When Williams died in 1953, at the age of only 29, the police found a notebook of song lyrics in his Cadillac. Over a period of years the notebook moved from owner to owner until it was reportedly found by a janitor in a dumpster at Sony. The janitor kept it and sold it, and Sony brought criminal charges against him. When he was later exonerated of the crime, the notebook made its way back into the arms of Sony. The record company then decided to have the lyrics set to music and recorded. They turned to Bob Dylan to do that. Good choice in terms of someone who would do an excellent job. Bad choice in terms of someone who would actually follow through on the project. Dylan wrote the music for one song and recorded that, but the project was eventually take out of his hands so that it could be completed.
The resulting album, The Lost Notebooks of Hank Williams, is really quite great. I hadn’t heard it previously, but I like almost everything on it. It is exactly what you would want from it: a whole bunch of talented people doing Hank Williams pretty faithfully. Lots of fiddle and slide guitar, just as it should be. My favourite song on the album is the opener, “You’ve Been Lonesome, Too”, by Alan Jackson, but there are great contributions by Gillian Welch and Norah Jones, Lucinda Williams, Vince Gill, and Sheryl Crow, among others. It’s an all-star record (Merle Haggard! Jack White! Levon Helm!) and everything is at least listenable.
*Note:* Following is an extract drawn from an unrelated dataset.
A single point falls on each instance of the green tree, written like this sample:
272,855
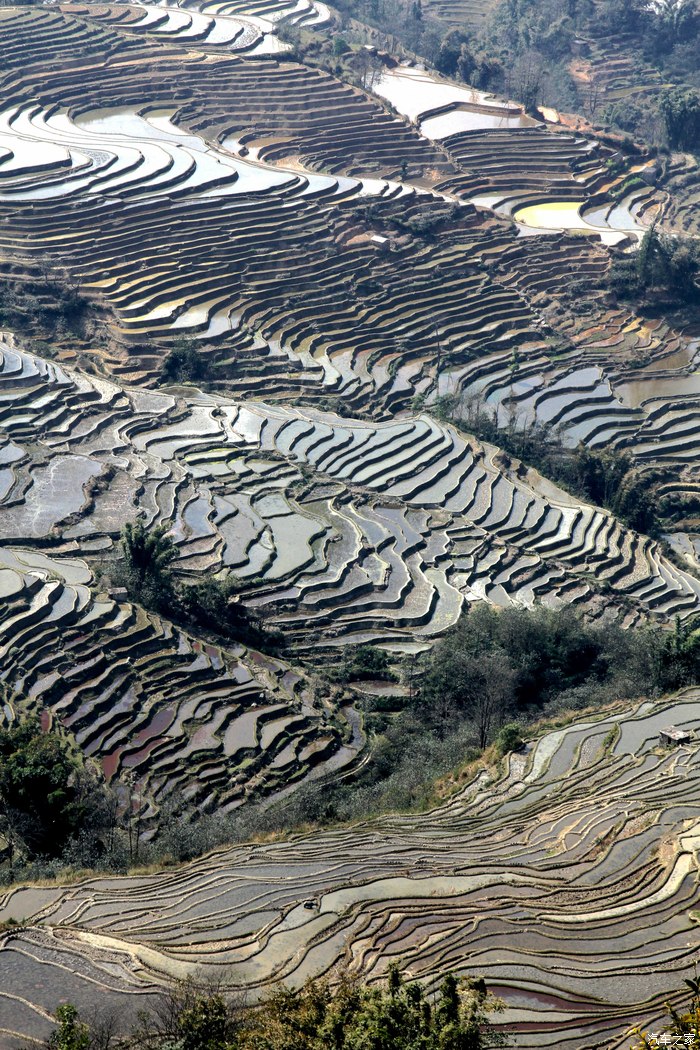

Good stuff.
Dylan’s contribution is solid. Lots of slide guitar and a bit of a swing sound. Dylan croons with his nasal twang and the whole thing works well. This would have made an interesting album if he had done the whole thing – I like this song better than I liked his Christmas album, for instance – but it is possible that it would have been too much. I’m not certain that a complete Dylan album here would have actually been better than what was eventually produced.
Typical of recent troubles, there is a fan-made YouTube video of this song but Sony has had the sound take off of it, so I’m not sure what purpose it still serves. The whole album is on Spotify. Go stream it.